Barajın bekçisi, kendisi gittikten bir kaç dakika sonra her şeyi unutup gene havuzda yüzeceğimizi bildiği halde, bize dönüp,

     ''Ulan! sizi görüp yüzme bilen de bilmeyen de suya girip boğuluyor. Bir daha burada yüzdüğünüzü görmeyeyim. Vallaha hatır gönül dinlemem, külahları değişiriz sonra’’deyip artık ezberlediğimiz uyarısını bir kez daha yapıp, görevini yapmış olanların rahatlığı ile cuma donluya,

    ‘’Hadi sen de sırtlarını(7) al, gidiyoruz. Bir daha da dibini görmediğin suya girme’’ dedi.

     Cuma donlu, çalıların arasına bıraktığı eşyalarını almak için ayağa kalktığında,  sarımsı beyaz donunun sağ kalçasına gelen bölümünde gene yeşil boya ile yazılmış arkasında ‘’t 50 kğ,’’ sol kalçasının üstünde ise; ‘’Kayseri Şe’’ yazısını okudum.

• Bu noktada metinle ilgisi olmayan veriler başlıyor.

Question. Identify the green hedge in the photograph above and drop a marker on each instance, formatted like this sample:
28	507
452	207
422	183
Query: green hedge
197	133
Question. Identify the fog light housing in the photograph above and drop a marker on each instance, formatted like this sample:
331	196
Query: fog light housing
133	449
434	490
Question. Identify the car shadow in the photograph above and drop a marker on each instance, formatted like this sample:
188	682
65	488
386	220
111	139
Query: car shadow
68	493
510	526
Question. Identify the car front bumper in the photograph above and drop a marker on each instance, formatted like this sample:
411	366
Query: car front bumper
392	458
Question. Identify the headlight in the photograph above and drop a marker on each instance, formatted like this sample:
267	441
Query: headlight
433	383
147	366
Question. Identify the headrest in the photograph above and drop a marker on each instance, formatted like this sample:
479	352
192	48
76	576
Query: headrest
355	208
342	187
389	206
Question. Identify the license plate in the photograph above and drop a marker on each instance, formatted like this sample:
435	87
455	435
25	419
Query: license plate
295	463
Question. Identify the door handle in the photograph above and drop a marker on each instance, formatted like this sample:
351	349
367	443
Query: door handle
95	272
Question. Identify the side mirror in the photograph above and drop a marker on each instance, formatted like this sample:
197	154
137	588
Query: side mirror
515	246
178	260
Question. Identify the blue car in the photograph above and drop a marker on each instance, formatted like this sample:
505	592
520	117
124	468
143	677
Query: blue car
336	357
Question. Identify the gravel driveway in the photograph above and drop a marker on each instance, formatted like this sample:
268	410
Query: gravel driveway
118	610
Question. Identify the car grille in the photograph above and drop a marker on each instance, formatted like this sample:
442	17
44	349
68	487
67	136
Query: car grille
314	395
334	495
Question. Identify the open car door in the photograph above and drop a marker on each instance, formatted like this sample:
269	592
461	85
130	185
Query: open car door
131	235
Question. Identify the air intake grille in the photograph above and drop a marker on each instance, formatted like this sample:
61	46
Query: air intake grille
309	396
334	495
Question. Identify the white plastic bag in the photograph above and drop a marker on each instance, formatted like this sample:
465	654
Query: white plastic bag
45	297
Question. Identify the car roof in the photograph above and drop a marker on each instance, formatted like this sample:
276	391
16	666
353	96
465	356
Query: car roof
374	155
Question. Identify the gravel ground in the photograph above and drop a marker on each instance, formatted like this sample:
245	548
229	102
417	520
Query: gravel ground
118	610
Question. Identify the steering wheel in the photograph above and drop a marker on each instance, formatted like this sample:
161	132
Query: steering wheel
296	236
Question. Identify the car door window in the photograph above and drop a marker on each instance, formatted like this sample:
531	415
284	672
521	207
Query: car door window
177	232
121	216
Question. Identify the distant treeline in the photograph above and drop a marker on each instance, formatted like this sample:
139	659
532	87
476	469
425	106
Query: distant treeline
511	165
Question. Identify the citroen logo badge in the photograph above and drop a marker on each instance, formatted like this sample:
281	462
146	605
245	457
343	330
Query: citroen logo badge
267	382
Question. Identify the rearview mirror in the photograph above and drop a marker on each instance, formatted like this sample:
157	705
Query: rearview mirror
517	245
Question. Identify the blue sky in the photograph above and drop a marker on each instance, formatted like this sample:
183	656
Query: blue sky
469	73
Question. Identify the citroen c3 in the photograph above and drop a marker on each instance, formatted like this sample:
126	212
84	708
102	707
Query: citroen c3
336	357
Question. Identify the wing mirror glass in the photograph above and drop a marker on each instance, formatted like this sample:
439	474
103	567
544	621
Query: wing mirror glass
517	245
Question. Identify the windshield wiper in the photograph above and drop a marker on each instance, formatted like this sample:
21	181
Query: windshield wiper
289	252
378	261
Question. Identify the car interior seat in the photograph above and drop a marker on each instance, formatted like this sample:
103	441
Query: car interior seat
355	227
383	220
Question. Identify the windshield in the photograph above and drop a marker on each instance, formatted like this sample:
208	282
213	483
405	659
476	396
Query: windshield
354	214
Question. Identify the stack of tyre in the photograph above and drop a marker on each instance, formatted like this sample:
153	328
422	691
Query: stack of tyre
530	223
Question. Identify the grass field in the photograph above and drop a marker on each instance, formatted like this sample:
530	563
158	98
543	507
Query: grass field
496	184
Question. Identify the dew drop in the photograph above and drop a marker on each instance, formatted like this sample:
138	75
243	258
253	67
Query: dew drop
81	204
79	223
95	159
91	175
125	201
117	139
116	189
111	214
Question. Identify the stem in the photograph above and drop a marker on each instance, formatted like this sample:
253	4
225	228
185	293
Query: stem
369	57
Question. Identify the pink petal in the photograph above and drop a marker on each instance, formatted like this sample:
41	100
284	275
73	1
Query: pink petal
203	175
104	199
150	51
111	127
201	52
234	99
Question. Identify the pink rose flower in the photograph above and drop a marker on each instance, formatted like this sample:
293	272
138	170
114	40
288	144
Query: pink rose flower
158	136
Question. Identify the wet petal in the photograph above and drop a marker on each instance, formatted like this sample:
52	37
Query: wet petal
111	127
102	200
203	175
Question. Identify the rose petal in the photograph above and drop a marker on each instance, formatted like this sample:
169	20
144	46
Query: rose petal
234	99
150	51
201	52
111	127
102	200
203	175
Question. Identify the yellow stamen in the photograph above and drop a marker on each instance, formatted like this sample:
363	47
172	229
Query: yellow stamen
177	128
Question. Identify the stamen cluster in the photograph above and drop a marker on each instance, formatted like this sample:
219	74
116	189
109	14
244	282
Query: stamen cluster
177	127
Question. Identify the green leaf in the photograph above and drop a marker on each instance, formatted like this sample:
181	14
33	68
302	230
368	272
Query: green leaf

     Bekçi, cuma donluyu kolundan tutup götürürken, O geriye dönüp, bize gülümsedi. Minnettarlığı yüzünden okunuyordu.

                                                  ***

     Akşam babama doğal ki o gün olanların tümünü anlatmadım. Ancak, suya giren birinin donunda, yeşil mürekkeple yazılmış yazılar gördüğümü, bunların ne anlama geldiğini sordum.

     ‘’Neydi o yazılar,’’ dedi babam. Cuma donlunun içliğinde gördüklerimi babama aktardım.

    ‘’Oğlum, o yazının tamamı’’Kayseri Şeker Fabrikası Net 50 kg’’ dır. Yoksullar Amerikan (8) ya da kaput bezi satın alamadıkları için, şeker çuvallarını söküp, onlardan kendilerine don dikerler. Senin gördüğün adamın donu da şeker çuvalından yapılmış. Köyde bizim tarlada çalışan Urumlu(10) ırgatların iç donları da şeker çuvalındandı, belki anımsarsın
’’ dedi.

     Şeker çuvalından don giyen ırgatları doğal ki anımsayamadım. Ama üstü yazılı şeker çuvalından don dikiliyor olması bana komik gelmişti.

     Çocuk aklımla nereden bilebilirdim ki; yıllar sonra üstü yazılı mayoların moda olacağını?

     Cuma donlu, yazılı don giyerek ayırdında olmadan gelecekte ortaya çıkacak bir modanın öncüsü müydü? Kim bilir?

 

***

------

Dikili-Eylül 2020  

------

1-İt oturuşu: Ayak tabanları yere basılı şekilde çömelip, ellerini dizlerinin üzerinde öne doğru uzatarak yapılan çömelme şekli.

2-Sıtma Ağacı: Okaliptus. İlk kez bataklıkları kurutup, sıtmanın önüne geçmek  amacıyla 1800’lü yılların sonunda Adana’ya anavatanı olan Avusturalya’dan getirilmiştir.  

3-Naylon: Taktör römorku.

4-Yan kös gelmek: Dirseğine dayanıp, elini başına koyarak, bir yana uzanıp yatmak. Uzun oturmak.

5- İki dolu beş: İki bardağı beş kuruş.

6-Motorlu: Filtreli sigara

7-Sırt: Elbise

8-Amerikan:Yorgan yüzü, çarşaf, iç çamaşırı vb. yapımında kullanılan, düz, beyaz renkli ithal bezin kısaltılmışı. Amerikan bezi.